Faillites : 63 400 sociétés ont fermé en 2014.

Chômage : septembre 2014, 3 432 500. En avril 2015, les 3 500 000 étaient largement dépassés ; sans parler des non-inscrits pour de multiples raisons, soit plus de 6 millions et demi de sans-emplois.

Faim : 1 million de personnes accueillies aux « Restos du Cœur » ; 130 millions de repas servis dans 2 090 centres.

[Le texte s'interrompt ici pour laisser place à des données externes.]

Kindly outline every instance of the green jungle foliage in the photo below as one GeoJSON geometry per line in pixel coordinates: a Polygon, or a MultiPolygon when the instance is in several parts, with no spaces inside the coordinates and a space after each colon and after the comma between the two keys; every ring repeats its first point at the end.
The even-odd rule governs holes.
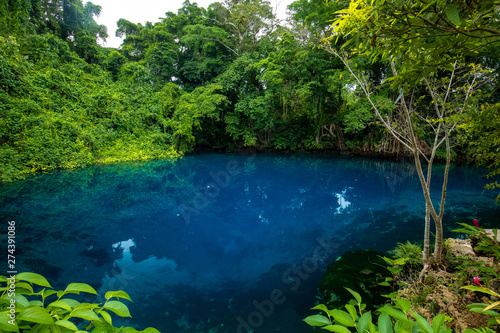
{"type": "MultiPolygon", "coordinates": [[[[499,1],[463,8],[448,2],[447,17],[440,19],[486,34],[474,36],[474,44],[462,30],[450,32],[459,33],[465,51],[472,50],[460,49],[462,61],[482,66],[485,80],[474,107],[457,124],[460,131],[453,140],[460,145],[454,154],[468,154],[495,170],[500,160],[494,88],[499,1]]],[[[411,14],[397,7],[400,1],[382,3],[386,12],[396,6],[402,10],[398,15],[411,14]]],[[[430,4],[422,9],[429,15],[442,5],[430,4]]],[[[379,126],[344,64],[322,47],[321,40],[332,35],[335,12],[348,6],[344,1],[297,0],[289,6],[285,26],[266,0],[215,2],[207,9],[186,0],[159,22],[120,19],[118,30],[108,32],[95,22],[101,7],[91,2],[2,1],[1,181],[36,171],[175,158],[200,147],[404,153],[379,126]],[[119,49],[99,45],[111,33],[123,37],[119,49]]],[[[382,29],[368,28],[376,34],[382,29]]],[[[434,33],[432,29],[428,31],[434,33]]],[[[407,45],[405,36],[414,30],[406,33],[391,35],[396,37],[387,45],[403,45],[402,40],[407,45]]],[[[434,45],[412,38],[416,48],[434,45]]],[[[359,34],[359,47],[370,45],[369,40],[376,46],[378,37],[359,34]]],[[[339,40],[338,47],[343,43],[339,40]]],[[[391,77],[390,54],[384,50],[376,61],[365,55],[352,60],[381,101],[397,102],[398,93],[384,83],[391,77]]],[[[429,51],[429,57],[452,59],[451,53],[443,55],[449,50],[443,44],[435,53],[429,51]]],[[[425,71],[432,72],[429,66],[425,71]]],[[[414,93],[423,113],[432,107],[426,94],[414,93]]],[[[425,131],[419,135],[424,142],[431,137],[425,131]]]]}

Si la baisse du pétrole et de l’euro devait se poursuivre, les conditions seraient a priori meilleures pour la consommation, mais pas pour l’investissement. Il faudra encore plusieurs mois avant que l’entreprise soit réellement remise en condition pour relancer un peu les emplois.

C’est pour cela qu’il s’agit de travailler à une nouvelle Europe !

Sur le redressement de l’économie, ce n’est pas d’une lutte contre le chômage dont la France a besoin, mais d’une action pour l’emploi. Il va sans dire que tous les acteurs au cœur de l’économie ont un rôle de premier plan à jouer (y compris les syndicats).


(1 Alain Peyrefitte, C’était de Gaulle, Ed. de Fallois/Fayard, Paris, 1994.

(1 Maurice Allais, « Combat pour l’Europe » 92/94 ; « La destruction des emplois » : Le Figaro du 7/12/1999 ; « l’Europe en crise Que faire ? », éditions Clément Juglar, Paris, déc. 2005.